Media giant Condé Nast announced this week that they have acquired online recipe box and shopping list tool ZipList for an undisclosed amount. ZipList, which has over 1.2 million members, wouldn’t comment on the terms of the deal, but AllThingsD is reporting that the price tag was $14 million.
The company, which launched in 2010 and debuted a redesigned site in September 2011, has raised $4.5 million to date, from investors including Martha Stewart Living Omnimedia, also one of their launch partners. Founder Geoff Allen said the company started talking to Condé Nast in late 2011 about a partnership. “A lot of people initially thought that a media company wouldn’t be a natural fit,” Allen said in an interview, but he said he found that Condé Nast valued the company for what it was, rather than trying to make it one of their traditional brands. “That’s kind of a unique perspective.”
ZipList already has over 135 strategic partners, including AOL’s KitchenDaily.com and several Martha Stewart properties. Allen said the acquisition is “no different than if we had signed Condé Nast as a partner,” though now they have the media giant’s resources behind them. “We’re going to be accelerating our growth,” Allen said, and “accelerating our partner products.”
Condé Nast already has several food-focused properties, including online recipe site Epicurious, print and digital food magazine Bon Appétit and website Gourmet Live, all of which are now ZipList clients (prior to the acquisition, ZipList hadn’t partnered with any of their brands). ZipList’s functionality will be available across Condé Nast food brands to give consumers access to the company’s digital recipe and shopping list network.

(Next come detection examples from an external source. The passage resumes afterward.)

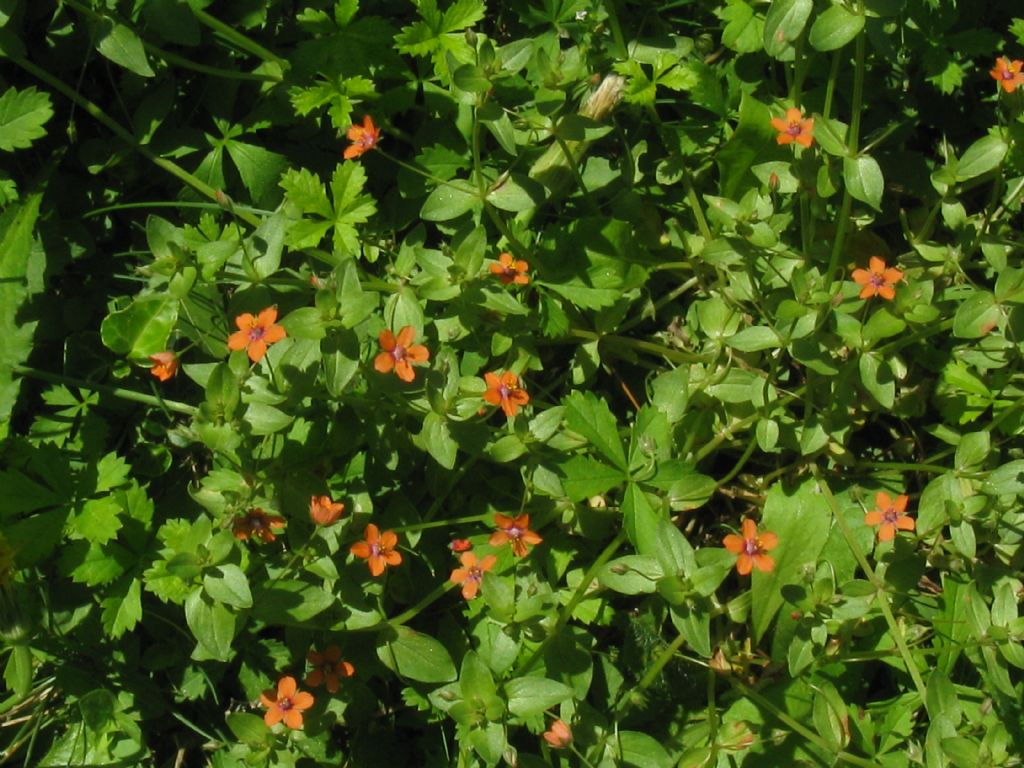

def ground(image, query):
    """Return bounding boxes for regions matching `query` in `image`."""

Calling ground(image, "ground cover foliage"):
[0,0,1024,768]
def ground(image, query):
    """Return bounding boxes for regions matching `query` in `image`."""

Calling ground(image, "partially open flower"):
[988,56,1024,93]
[343,115,381,160]
[309,496,345,525]
[542,720,572,750]
[449,552,498,600]
[231,508,286,542]
[259,675,315,728]
[150,351,178,381]
[487,513,544,557]
[305,645,355,693]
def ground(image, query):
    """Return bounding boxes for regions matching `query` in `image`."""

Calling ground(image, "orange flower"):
[259,675,315,728]
[541,720,572,750]
[343,115,381,160]
[150,352,178,381]
[305,645,355,693]
[850,256,903,300]
[771,106,814,146]
[231,508,286,542]
[227,306,288,362]
[483,371,529,419]
[722,517,778,575]
[490,253,529,286]
[309,496,345,528]
[350,523,401,577]
[988,56,1024,93]
[487,513,544,557]
[864,490,914,542]
[374,326,430,381]
[449,552,498,600]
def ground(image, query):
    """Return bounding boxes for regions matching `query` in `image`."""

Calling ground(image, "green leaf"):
[953,291,1002,339]
[752,479,831,640]
[203,563,253,608]
[377,627,456,683]
[504,677,572,718]
[559,456,627,502]
[954,136,1010,181]
[807,5,864,51]
[843,155,885,211]
[420,179,482,221]
[99,295,179,360]
[101,577,142,639]
[764,0,814,59]
[185,589,236,662]
[0,86,53,152]
[96,22,155,78]
[562,390,628,472]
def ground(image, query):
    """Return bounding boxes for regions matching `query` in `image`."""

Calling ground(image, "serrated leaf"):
[0,87,53,152]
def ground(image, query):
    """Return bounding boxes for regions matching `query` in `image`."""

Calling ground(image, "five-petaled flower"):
[343,115,381,160]
[309,496,345,525]
[231,507,286,542]
[850,256,903,300]
[864,490,914,542]
[490,253,529,286]
[988,56,1024,93]
[350,523,401,577]
[487,512,544,557]
[722,517,778,575]
[150,351,178,381]
[374,326,430,381]
[259,675,314,728]
[449,552,498,600]
[483,371,529,419]
[227,306,288,362]
[541,720,572,750]
[771,106,814,146]
[305,645,355,693]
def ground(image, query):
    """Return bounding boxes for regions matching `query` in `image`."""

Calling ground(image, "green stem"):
[811,465,928,702]
[189,5,289,70]
[13,366,198,416]
[8,55,260,226]
[515,530,626,677]
[825,31,865,293]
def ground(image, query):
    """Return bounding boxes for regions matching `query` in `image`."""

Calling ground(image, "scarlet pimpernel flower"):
[350,523,401,577]
[722,517,778,575]
[487,513,544,557]
[850,256,903,301]
[483,371,529,419]
[305,645,355,693]
[259,675,315,728]
[988,56,1024,93]
[771,106,814,146]
[309,496,345,525]
[864,490,914,542]
[374,326,430,382]
[150,351,178,381]
[541,720,572,750]
[342,115,381,160]
[490,253,529,286]
[449,552,498,600]
[227,306,288,362]
[231,508,286,542]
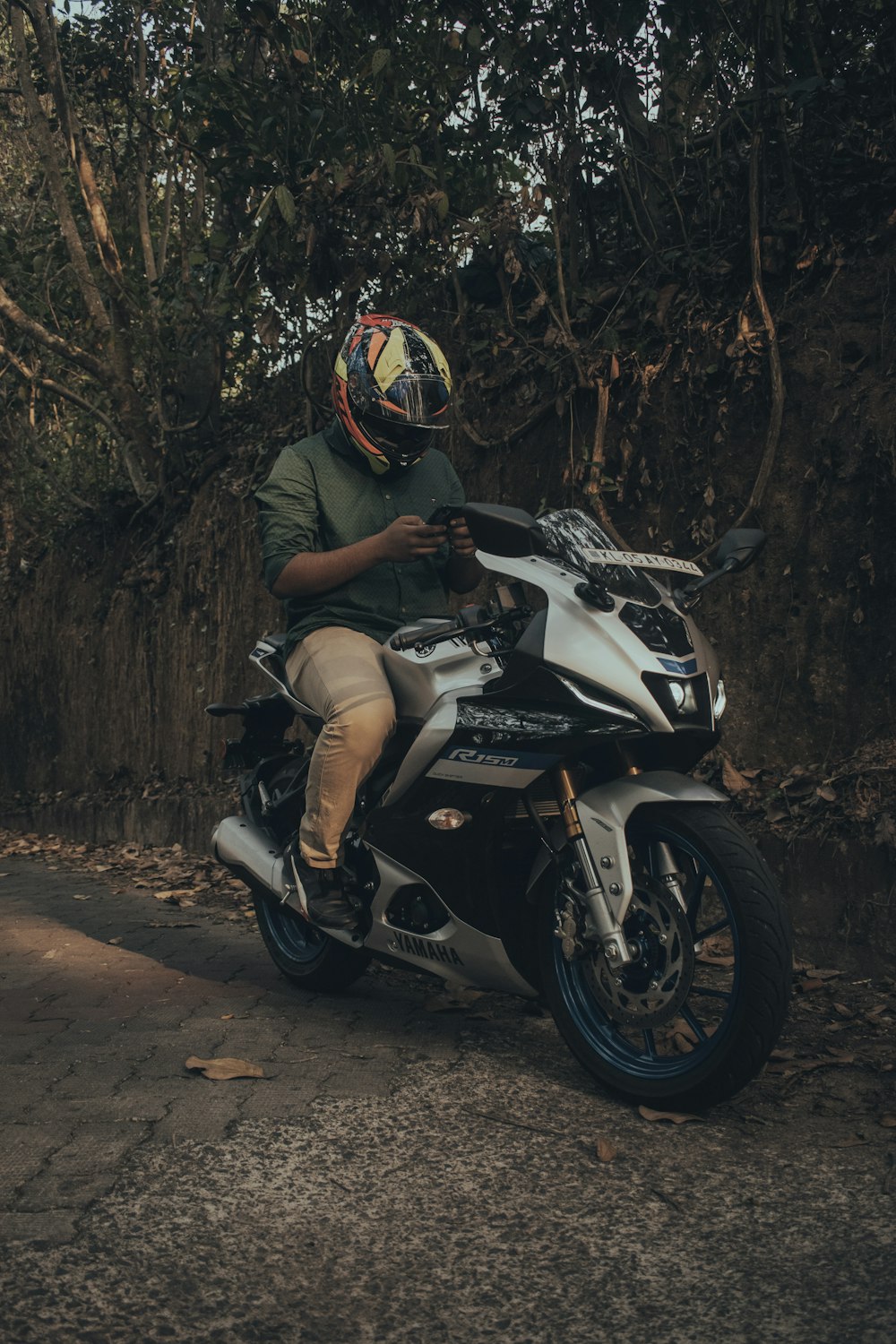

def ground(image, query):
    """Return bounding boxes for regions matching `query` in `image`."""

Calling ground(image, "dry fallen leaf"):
[638,1107,700,1125]
[184,1055,264,1082]
[423,986,482,1012]
[721,755,753,793]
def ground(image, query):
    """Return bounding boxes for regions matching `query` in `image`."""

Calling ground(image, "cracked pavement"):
[0,857,896,1344]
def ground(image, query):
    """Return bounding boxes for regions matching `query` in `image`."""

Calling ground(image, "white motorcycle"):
[208,504,791,1110]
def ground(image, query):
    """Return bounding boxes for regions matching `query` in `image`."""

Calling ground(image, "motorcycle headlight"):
[712,677,728,719]
[667,682,697,714]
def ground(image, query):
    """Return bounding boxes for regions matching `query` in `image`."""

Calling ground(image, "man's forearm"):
[271,534,383,599]
[444,551,485,593]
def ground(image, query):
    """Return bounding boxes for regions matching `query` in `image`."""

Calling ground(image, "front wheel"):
[254,892,371,992]
[538,804,791,1110]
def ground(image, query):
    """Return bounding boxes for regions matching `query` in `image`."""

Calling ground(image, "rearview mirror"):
[463,504,547,558]
[716,527,766,574]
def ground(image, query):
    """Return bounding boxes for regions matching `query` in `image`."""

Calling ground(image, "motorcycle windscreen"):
[538,508,665,607]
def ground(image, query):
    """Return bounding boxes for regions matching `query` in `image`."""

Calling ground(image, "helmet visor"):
[358,411,447,462]
[366,374,449,429]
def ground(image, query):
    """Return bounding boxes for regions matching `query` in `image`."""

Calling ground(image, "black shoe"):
[286,843,358,933]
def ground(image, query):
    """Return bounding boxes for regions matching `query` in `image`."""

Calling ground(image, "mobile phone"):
[427,504,463,527]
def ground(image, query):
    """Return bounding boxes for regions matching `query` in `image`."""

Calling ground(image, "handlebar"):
[390,621,463,652]
[390,607,532,652]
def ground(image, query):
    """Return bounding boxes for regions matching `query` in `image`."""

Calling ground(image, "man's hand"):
[449,518,476,559]
[376,513,446,564]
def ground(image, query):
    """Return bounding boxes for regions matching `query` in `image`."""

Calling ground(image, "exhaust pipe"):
[211,817,286,900]
[211,817,364,948]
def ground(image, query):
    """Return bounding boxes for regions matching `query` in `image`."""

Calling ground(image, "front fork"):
[554,766,642,967]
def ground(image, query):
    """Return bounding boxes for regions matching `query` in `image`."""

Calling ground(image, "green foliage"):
[0,0,896,543]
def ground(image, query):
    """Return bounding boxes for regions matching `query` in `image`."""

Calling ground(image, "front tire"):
[538,804,793,1112]
[253,894,371,992]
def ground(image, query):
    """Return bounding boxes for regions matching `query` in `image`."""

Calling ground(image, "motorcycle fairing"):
[478,551,719,734]
[364,846,538,999]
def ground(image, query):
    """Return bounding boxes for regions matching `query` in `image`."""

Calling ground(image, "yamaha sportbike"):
[210,504,791,1110]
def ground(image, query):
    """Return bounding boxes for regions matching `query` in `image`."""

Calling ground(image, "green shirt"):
[255,419,463,653]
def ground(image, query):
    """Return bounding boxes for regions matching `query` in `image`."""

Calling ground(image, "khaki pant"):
[286,625,395,868]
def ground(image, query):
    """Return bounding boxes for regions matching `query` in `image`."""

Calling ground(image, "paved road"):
[0,859,896,1344]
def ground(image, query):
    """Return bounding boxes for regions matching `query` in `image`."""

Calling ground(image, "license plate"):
[582,547,702,578]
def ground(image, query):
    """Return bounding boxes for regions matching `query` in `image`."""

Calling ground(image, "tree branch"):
[9,5,108,331]
[30,4,125,295]
[0,282,110,386]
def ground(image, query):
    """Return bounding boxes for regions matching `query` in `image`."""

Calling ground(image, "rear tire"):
[538,804,793,1112]
[253,894,371,992]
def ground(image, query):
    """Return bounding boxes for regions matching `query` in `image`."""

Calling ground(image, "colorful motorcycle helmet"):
[333,314,452,476]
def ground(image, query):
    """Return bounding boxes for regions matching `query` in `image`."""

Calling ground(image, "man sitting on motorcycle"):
[255,316,482,929]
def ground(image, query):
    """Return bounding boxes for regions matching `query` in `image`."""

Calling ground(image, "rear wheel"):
[254,895,371,991]
[540,806,791,1110]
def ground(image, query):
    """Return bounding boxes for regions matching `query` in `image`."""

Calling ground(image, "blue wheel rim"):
[264,900,326,969]
[554,824,743,1082]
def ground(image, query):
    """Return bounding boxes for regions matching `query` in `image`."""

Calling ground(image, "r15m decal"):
[426,747,560,789]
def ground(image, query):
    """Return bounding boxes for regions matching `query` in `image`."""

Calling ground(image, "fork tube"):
[554,765,640,967]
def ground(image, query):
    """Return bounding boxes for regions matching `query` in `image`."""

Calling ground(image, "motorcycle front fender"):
[528,771,729,925]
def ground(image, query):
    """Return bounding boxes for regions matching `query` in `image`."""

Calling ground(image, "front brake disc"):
[590,878,694,1027]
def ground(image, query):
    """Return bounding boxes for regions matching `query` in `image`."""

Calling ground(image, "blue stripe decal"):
[659,659,697,676]
[438,746,560,771]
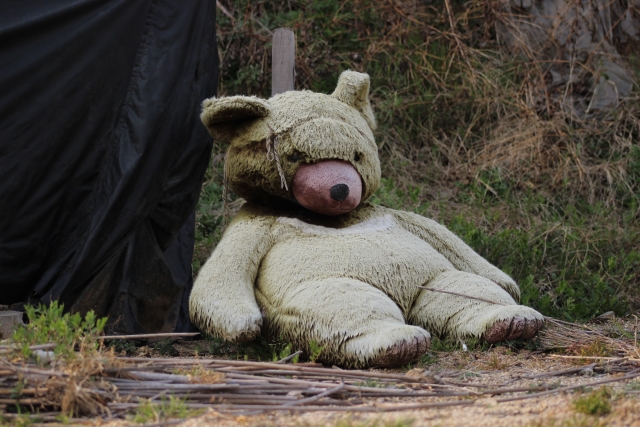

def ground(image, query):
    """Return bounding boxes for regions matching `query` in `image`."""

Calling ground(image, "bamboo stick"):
[497,372,640,402]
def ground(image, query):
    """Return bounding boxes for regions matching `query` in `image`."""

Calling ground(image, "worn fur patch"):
[278,215,397,236]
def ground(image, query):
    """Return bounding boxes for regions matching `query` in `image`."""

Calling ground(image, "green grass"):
[13,301,107,359]
[572,387,611,416]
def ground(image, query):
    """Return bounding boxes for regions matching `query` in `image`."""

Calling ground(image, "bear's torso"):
[256,203,454,315]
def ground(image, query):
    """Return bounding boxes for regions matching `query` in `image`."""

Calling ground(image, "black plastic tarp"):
[0,0,218,333]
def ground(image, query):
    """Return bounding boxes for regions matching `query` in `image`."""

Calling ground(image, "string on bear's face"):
[267,125,289,191]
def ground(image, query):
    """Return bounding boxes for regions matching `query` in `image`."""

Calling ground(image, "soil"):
[97,342,640,427]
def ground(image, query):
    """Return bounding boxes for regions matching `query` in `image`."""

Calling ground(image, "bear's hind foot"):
[369,335,431,368]
[484,316,543,344]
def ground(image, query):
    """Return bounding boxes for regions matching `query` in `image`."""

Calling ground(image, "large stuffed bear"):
[190,71,543,367]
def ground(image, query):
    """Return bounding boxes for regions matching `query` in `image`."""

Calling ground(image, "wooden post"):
[271,28,296,96]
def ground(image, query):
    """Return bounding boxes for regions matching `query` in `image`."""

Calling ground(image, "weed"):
[309,340,324,362]
[624,380,640,391]
[271,343,299,363]
[151,339,179,356]
[193,0,640,324]
[567,339,613,362]
[354,379,391,388]
[13,301,107,359]
[417,353,438,368]
[431,336,460,352]
[109,340,137,356]
[486,351,506,371]
[573,387,611,416]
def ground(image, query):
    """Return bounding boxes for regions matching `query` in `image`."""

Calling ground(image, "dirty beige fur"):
[190,72,542,367]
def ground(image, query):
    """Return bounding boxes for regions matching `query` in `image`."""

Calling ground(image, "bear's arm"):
[189,205,275,342]
[389,209,520,301]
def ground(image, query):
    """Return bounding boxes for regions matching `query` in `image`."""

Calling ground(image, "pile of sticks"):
[0,325,640,421]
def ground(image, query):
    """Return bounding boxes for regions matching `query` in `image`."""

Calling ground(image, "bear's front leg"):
[408,270,544,343]
[256,278,431,368]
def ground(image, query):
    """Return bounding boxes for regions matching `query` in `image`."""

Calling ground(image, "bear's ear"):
[200,96,270,143]
[331,71,376,130]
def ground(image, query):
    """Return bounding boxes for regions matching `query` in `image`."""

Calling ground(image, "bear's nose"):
[329,184,349,202]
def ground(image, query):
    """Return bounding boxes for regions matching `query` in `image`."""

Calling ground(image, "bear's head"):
[200,71,380,216]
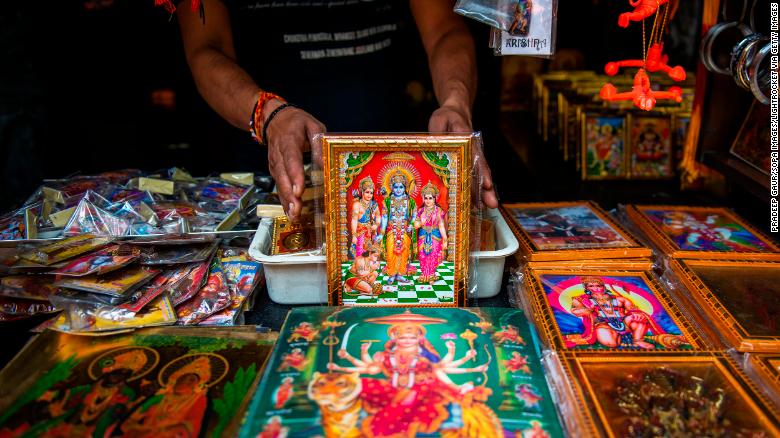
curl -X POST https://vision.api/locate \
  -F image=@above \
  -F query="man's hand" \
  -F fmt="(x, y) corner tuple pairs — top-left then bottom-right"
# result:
(428, 104), (498, 208)
(263, 100), (325, 221)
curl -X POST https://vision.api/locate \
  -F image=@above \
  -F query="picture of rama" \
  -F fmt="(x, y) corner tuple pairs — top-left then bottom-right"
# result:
(381, 172), (417, 284)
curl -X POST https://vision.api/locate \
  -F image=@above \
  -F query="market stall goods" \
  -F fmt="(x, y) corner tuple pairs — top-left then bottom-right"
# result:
(626, 205), (780, 260)
(322, 135), (475, 307)
(240, 307), (562, 437)
(502, 201), (652, 261)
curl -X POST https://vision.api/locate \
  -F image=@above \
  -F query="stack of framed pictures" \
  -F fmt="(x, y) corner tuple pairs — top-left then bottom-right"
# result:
(526, 260), (780, 436)
(626, 205), (780, 261)
(627, 205), (780, 408)
(502, 201), (652, 263)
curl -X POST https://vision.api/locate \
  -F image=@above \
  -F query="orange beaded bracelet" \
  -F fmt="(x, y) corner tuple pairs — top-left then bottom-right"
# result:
(249, 91), (287, 144)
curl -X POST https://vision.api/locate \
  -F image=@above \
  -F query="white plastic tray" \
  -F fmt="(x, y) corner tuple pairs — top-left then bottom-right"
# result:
(249, 210), (518, 304)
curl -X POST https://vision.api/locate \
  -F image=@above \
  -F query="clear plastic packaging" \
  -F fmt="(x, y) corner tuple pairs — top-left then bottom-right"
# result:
(62, 197), (133, 236)
(50, 295), (176, 334)
(140, 242), (217, 266)
(168, 261), (210, 306)
(49, 245), (141, 277)
(176, 258), (232, 325)
(0, 275), (58, 301)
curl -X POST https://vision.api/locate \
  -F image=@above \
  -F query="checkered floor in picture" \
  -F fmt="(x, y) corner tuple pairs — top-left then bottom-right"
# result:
(341, 262), (455, 306)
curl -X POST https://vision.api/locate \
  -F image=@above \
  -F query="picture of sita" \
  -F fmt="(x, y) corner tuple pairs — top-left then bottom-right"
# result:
(381, 171), (417, 284)
(350, 176), (381, 257)
(539, 274), (690, 350)
(643, 209), (771, 252)
(414, 182), (447, 284)
(325, 136), (470, 306)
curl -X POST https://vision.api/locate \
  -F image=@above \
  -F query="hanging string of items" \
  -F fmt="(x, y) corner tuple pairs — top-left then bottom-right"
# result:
(599, 0), (685, 111)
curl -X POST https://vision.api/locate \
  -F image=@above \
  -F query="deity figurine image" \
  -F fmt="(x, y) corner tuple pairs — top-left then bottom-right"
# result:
(593, 124), (623, 175)
(508, 0), (533, 36)
(328, 311), (500, 437)
(566, 277), (666, 350)
(36, 347), (159, 437)
(344, 243), (382, 295)
(381, 171), (417, 284)
(349, 176), (382, 257)
(122, 353), (228, 437)
(414, 182), (447, 284)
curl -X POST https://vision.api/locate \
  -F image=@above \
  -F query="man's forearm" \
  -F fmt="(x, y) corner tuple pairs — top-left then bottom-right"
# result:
(189, 48), (260, 129)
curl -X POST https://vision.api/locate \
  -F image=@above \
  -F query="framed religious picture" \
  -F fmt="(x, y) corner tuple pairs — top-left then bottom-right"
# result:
(628, 114), (675, 179)
(671, 260), (780, 353)
(0, 327), (276, 437)
(323, 135), (473, 307)
(580, 111), (628, 180)
(563, 353), (780, 437)
(238, 307), (564, 438)
(731, 101), (770, 175)
(502, 201), (652, 261)
(527, 269), (705, 353)
(626, 205), (780, 260)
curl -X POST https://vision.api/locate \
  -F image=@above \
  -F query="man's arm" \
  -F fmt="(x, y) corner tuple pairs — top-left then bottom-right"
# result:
(177, 0), (325, 219)
(409, 0), (498, 208)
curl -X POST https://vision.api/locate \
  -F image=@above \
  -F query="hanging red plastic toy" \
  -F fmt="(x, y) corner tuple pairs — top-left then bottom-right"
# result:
(599, 68), (682, 111)
(599, 0), (685, 111)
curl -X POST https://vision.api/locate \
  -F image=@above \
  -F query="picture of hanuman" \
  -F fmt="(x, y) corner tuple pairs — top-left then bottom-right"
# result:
(381, 171), (417, 284)
(566, 277), (665, 350)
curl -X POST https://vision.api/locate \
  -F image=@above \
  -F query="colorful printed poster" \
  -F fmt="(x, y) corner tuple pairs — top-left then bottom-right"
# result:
(240, 307), (562, 438)
(0, 328), (273, 438)
(631, 116), (674, 178)
(582, 114), (628, 179)
(643, 208), (771, 252)
(507, 204), (633, 250)
(324, 136), (471, 307)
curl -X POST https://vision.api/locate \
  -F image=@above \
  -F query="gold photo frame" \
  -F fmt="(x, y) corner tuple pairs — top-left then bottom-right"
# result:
(526, 268), (708, 354)
(322, 134), (474, 307)
(561, 352), (780, 437)
(745, 353), (780, 400)
(626, 205), (780, 261)
(580, 110), (630, 180)
(501, 201), (652, 261)
(670, 259), (780, 353)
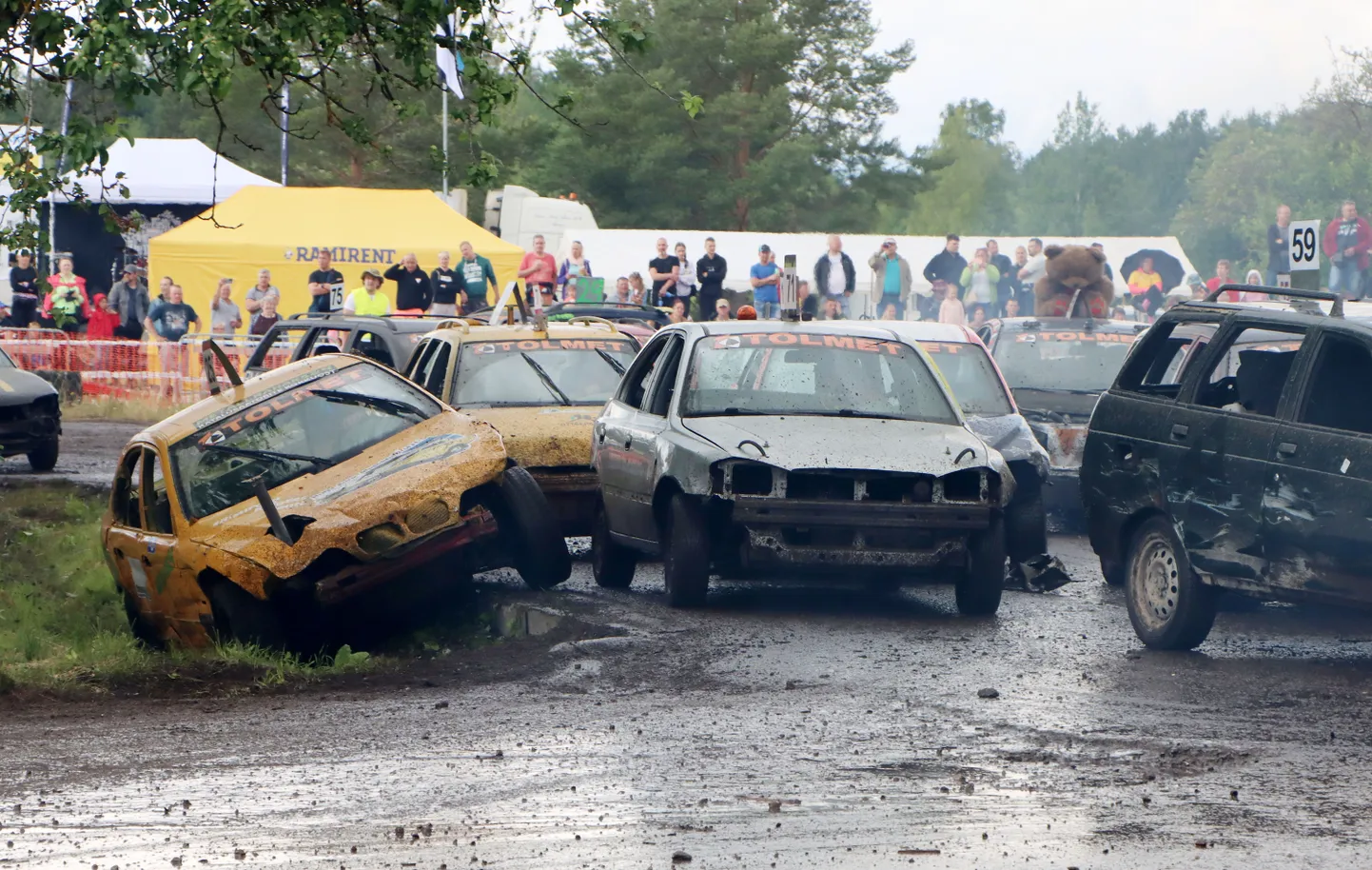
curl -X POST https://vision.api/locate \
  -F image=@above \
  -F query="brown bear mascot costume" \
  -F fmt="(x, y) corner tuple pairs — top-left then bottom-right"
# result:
(1033, 245), (1114, 317)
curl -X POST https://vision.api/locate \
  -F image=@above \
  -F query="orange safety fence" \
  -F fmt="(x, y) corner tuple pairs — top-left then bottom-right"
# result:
(0, 329), (292, 405)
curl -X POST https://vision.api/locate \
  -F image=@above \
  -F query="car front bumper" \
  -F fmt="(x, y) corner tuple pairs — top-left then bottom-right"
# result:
(0, 405), (62, 456)
(730, 497), (994, 572)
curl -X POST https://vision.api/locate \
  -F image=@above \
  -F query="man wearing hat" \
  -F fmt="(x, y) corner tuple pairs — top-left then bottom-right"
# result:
(343, 269), (391, 317)
(867, 239), (916, 320)
(106, 264), (151, 342)
(748, 245), (780, 320)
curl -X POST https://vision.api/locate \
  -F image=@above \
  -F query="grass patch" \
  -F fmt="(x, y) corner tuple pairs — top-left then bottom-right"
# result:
(0, 485), (376, 692)
(62, 397), (193, 424)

As for partnerships with other media properties, Allen said the acquisition won’t stop them from signing up other partners outside of the Condé Nast banner. “They’re a leading food brand, and there are lots of other ones out there that we need to talk to,” he said. In total Condé Nast publishes 22 magazines, 27 websites and more than 50 mobile apps. The magazine publisher echoed Allen’s claim that ZipList will continue to operate as a separate brand in a press release announcing the deal.
ZipList allows users to save recipes from anywhere on the web to a central recipe box, using the website, Android app or iPhone apps, and create shopping lists. They also offer partner tools to media, lifestyle, grocery, retail and consumer packaged goods properties to integrate shopping lists and recipe box features into their own websites and mobile apps. The site offers a plug-in for websites who want to allow vistiors to save recipes and create shopping lists on ZipList, and currently over 6,500 food partner sites and blogs such as Simply Recipes and Skinnytaste.com have installed it.
ZipList’s head office will remain in Virginia, though several NYC-based employees will move to the Condé Nast offices, and the site will retain all of its current functionality. Allen said the acquisition also means that the company will look to do more ad sales. “We’ll certainly be able to get the benefit of working with Condé Nast and the reach of their advertising relationships,” he said.
With traditional media companies looking for ways to boost their digital revenue and offerings, it makes sense for Condé Nast to acquire ZipList, especially because they are basically becoming one of the company’s biggest customers through their food brands with the new brand partnerships announced alongside the acquisition. And for ZipList, which has the green light to pursue partners outside of the Condé Nast banner, it means they get built-in clients and still have the potential for growth with external partnerships.